Klara e il Sole - Kazuo Ishiguro - copertinaSeduta in vetrina sotto i raggi gentili del Sole, Klara osserva il mondo di fuori e aspetta di essere acquistata e portata a casa. Promette di dedicare tutti i suoi straordinari talenti di androide B2 al piccolo amico che la sceglierà. Gli terrà compagnia, lo proteggerà dalla malattia e dalla tristezza, e affronterà per lui l’insidia piú grande: imparare tutte le mille stanze del suo cuore umano. Dopo il conferimento del Premio Nobel per la Letteratura, Ishiguro torna ai temi di Non lasciarmi per offrirci una nuova indimenticabile elegia sul valore dell’amore e del sacrificio.
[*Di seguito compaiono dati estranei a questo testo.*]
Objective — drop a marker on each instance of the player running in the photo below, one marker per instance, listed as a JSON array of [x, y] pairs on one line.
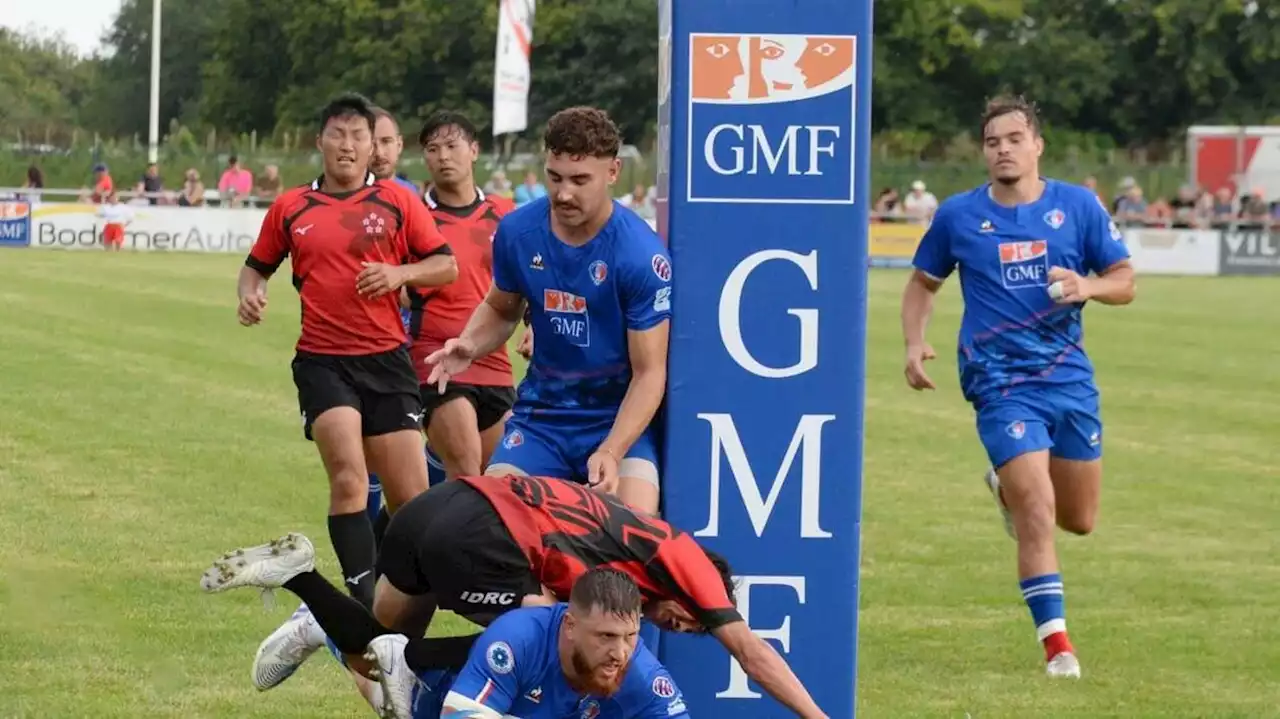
[[539, 662], [598, 282], [1031, 253], [464, 422], [481, 546], [355, 242]]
Dalla vetrina del suo negozio, Klara osserva trepidante il fuori e le meraviglie che contiene: il disegno del Sole sulle cose e l’alto Palazzo RPO dietro cui ogni sera lo vede sparire, i passanti tutti diversi, Mendicante e il suo cane, i bambini che la guardano dal vetro, con le loro allegrie e le loro tristezze. Ogni cosa la affascina, tutto la sorprende. La sua voce, cosí ingenua ed empatica, schiva e curiosa quanto quella di un animale da compagnia, appartiene in realtà a un robot umanoide di generazione B2 ad alimentazione solare: Klara è un modello piuttosto sofisticato di Amico Artificiale, in attesa, come la sua amica Rosa e il suo amico Rex, e tutti gli altri AA del negozio, del piccolo umano che la sceglierà. A sceglierla è la quattordicenne Josie. E fin dalla sua prima visita al negozio, nonostante l’ammonimento di Direttrice sulla volubilità dei bambini, Klara sente di appartenerle, e per sempre. Josie è una ragazzina vivace e sensibile, ma afflitta da un male oscuro che minaccia di compromettere le sue prospettive future. Per lei Klara è pronta ad affrontare la brusca autorevolezza di una madre cupa e indecifrabile, l’ostilità spiccia di Domestica Melania e gli scherzi cattivi dei compagni speciali che frequentano con Josie gli «incontri di interazione», e che mal sopportano i diversi. Quando la malattia di Josie colpisce piú duramente, Klara sa che cosa fare: deve trovare colui da cui ogni nutrimento discende e intercedere per la sua protetta, anche a costo di qualche sacrificio; deve impegnarcisi anima e corpo, come se anima e corpo avesse. Nel primo romanzo dopo il conferimento del Premio Nobel per la Letteratura, Ishiguro torna ai temi esplorati in Non lasciarmi per offrirci una nuova meditazione indimenticabile e struggente sul valore dell’amore e del sacrificio e sulla complessità del cuore umano, composito e sfaccettato come i riquadri in cui si fraziona la vista dell’androide Klara.